R.I.P. HD DVD: Toshiba reportedly ends the war
We have a winner.
Well, that's it. Toshiba appears to be pulling the plug on HD DVD. Toshiba has not commented publicly, but a report on Japan's NHK says Toshiba has made the decision to withdraw from next generation high-definition DVD production.
This news certainly doesn't come as surprise to anyone remotely following HD DVD's format war with rival Blu-ray. HD DVD had suffered a string of defections, with Warner, Netflix, Best Buy, and Wal-Mart all recently pledging their alliance to Blu-ray.
The NHK report says existing HD DVD products will remain on the market for a while, but Toshiba will stop further development of HD DVD. The report also estimates that Toshiba will take a hit to the tune of "hundreds of millions of U.S. dollars" and will close factories in northern Japan.
Elsewhere this weekend, Sony and its Blu-ray buddies are going to make like VHS and party like it's 1989.
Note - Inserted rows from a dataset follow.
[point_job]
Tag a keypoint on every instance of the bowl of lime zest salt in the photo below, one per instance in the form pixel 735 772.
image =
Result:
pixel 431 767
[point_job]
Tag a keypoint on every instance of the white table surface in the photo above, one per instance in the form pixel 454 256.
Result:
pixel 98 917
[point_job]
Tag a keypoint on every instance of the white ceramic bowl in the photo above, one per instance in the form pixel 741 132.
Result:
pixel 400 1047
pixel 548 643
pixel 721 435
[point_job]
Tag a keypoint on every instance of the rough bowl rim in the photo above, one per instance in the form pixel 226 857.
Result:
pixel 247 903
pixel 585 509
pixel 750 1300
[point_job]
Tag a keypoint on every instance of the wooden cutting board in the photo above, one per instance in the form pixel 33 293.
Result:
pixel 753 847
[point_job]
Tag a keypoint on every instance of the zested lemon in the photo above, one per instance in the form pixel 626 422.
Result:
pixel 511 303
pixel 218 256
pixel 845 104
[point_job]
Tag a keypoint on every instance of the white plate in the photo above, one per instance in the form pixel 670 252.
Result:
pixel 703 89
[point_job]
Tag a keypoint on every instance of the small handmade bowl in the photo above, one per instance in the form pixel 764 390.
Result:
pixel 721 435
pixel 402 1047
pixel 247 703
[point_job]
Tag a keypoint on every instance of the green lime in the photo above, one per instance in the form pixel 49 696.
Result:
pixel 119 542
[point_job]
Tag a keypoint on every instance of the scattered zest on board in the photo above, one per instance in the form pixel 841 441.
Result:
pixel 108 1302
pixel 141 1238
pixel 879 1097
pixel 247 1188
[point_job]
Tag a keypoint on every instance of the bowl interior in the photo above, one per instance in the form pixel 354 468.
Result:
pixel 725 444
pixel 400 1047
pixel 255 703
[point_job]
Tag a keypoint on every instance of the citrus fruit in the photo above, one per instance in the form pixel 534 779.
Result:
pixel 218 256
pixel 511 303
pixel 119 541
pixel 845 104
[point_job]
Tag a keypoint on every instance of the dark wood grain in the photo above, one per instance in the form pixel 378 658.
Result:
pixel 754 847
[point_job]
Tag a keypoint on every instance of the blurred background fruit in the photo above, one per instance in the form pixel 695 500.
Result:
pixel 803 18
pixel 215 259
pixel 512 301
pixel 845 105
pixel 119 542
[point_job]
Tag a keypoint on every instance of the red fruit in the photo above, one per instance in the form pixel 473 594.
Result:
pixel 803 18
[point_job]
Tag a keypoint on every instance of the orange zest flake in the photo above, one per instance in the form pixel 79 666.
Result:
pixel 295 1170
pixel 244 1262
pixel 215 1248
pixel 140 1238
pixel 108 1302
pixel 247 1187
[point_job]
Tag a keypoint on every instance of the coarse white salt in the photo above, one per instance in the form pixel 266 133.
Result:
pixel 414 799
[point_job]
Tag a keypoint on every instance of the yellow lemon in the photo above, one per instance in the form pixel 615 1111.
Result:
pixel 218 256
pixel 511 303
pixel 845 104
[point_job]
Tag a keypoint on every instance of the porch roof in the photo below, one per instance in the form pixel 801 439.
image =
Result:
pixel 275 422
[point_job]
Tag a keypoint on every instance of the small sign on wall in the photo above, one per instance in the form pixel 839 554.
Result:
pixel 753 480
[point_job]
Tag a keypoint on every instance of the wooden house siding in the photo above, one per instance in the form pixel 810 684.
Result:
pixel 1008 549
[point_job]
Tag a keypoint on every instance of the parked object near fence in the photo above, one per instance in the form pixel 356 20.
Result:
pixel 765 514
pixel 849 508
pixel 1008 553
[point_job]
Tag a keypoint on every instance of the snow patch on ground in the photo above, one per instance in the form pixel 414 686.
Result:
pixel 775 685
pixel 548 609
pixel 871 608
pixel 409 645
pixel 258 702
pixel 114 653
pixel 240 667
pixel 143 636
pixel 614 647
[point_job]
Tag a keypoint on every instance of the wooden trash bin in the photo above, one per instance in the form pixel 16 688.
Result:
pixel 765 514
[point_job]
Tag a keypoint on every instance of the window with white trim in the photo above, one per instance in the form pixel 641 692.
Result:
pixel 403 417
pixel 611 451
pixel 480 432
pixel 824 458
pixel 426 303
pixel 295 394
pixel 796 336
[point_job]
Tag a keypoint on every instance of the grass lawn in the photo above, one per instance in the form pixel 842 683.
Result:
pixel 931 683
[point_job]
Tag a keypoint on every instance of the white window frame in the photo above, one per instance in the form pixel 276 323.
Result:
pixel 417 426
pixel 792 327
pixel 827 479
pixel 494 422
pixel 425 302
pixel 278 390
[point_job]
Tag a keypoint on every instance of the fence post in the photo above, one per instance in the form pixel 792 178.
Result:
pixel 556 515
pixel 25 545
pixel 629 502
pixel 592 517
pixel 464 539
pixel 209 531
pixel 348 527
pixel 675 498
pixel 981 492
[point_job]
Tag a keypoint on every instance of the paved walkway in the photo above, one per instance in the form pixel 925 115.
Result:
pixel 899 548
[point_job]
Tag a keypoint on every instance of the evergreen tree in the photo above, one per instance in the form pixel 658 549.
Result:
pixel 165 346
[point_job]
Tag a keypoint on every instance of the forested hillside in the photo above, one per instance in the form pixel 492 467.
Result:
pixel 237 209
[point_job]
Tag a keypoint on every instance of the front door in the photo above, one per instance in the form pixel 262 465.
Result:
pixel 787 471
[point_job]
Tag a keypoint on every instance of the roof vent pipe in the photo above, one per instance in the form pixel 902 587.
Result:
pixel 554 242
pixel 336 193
UPDATE: Reuters now points to an unnamed company source who says, yep, we're done. An official announcement from Toshiba could come next week.






- Unified format won the battle only to lose the war
- by webterractive February 16, 2008 6:38 PM PST
- Blu-ray wont the HD DVD battle because of the superior DRM. But Blu-ray sales are no match for DVD. DVD with the weak DRM (40bit) will win and in a year or so we'll see Blu-ray rest in peace. At the end consumers make the winner not companies or in this case studios. I like HD DVD but I'm not going Blu-ray its back to DVD for me. But on the bright side I will be able to own all the cool HD DVDs I want at a low price.